Even large companies are coming around to having policies that allow storing proprietary data in approved 3rd party cloud providers, as you can see from the success of products like OnShape and Autodesk Fusion. Of course there will be companies that can't or won't, and the desktop version isn't going to go away any time soon, but if you are hoping for Altium on the Mac the only way you will see it is in a browser.
I haven't run AD on a native Windows installation for over 6 years, all in VMs.. works fine. Win10 comes with DirectX software emulation APIs such that the DirectX version (older) Altium versions can be rendered without a GPU, inside the "VM client". I also tried Virtualbox 3D features, which is also a software emulation layer on the host side, but it didn't support Altium's crooked (older) DirectX version.. and I also think its abandonware at this point.
Software rendering does take quite a punch to the system though. I ran it on a 3900X system with as many cores allocated as I could get away with. Performance was OK with anti aliasing turned off and medium sized designs. However, I also found that a 5600G with only 6 cores can deliver acceptable performance, just. I have that CPU sitting in my NAS running Windows VMs, so that way I can remote into a CAD environment at anytime.
By todays standards both CPUs are not amazing multi-core performers anymore, so with that it should run on virtually any modern workstation.

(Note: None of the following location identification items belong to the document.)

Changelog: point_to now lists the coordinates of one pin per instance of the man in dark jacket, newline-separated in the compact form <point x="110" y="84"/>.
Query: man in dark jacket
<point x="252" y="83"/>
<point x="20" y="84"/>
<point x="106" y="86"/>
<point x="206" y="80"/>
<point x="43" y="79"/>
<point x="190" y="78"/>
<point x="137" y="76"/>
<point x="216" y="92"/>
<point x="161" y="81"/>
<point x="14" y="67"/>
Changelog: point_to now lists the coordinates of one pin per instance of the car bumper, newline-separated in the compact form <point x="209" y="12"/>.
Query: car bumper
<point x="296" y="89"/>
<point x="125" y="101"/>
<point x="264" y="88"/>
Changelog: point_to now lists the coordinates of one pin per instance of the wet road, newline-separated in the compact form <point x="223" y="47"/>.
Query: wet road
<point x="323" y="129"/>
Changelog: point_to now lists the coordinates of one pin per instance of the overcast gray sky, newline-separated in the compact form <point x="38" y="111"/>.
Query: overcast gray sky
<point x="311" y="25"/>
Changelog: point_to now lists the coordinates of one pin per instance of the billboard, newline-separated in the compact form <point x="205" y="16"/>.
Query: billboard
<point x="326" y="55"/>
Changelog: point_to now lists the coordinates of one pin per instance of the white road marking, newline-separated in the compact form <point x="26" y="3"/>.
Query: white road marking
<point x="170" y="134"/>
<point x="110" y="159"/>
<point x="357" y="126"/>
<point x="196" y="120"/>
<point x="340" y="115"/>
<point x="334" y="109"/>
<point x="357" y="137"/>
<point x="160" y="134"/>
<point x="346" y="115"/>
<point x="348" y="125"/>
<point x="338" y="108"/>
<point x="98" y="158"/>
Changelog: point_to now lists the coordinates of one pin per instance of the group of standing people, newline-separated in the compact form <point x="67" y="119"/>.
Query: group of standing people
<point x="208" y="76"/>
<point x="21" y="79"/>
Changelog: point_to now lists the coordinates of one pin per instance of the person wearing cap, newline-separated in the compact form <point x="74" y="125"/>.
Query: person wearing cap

For folks that use older systems and want to use Mac or Linux, I feel your pain.
As in native support for Altium.. I wouldn't expect that in probably another half a dozen years. Besides electrical engineers often treating PCs as tools (rightly so), it also means that Mac's have a prejudgement of "useless" since so few tools work well on Mac. Ever tried LTspice's Mac version port? Yes I did, and although the primitives are the same.. the UI is not, and they clearly have stopped caring at some point as many useful UI dialogs are missing compared to the Windows versions.
However, since not many EEs use a Mac, this makes it a perfect chicken-egg problem. VMs are mainly just patches. To be honest I've stopped using Altium and swapped it for KiCad instead. For my projects its good enough.
Secondly, hearing the language/tools/developments woes of Altium doesn't convince me that they will quickly port over anytime soon. A large part stands by the UI framework chosen, and vendor lock-ins from language/tool environments doesn't help.
I honestly do think that if they (Altium) was to poll their customers for Linux support, that a considerable amount of people in the embedded space would probably vote in favor of a Linux port.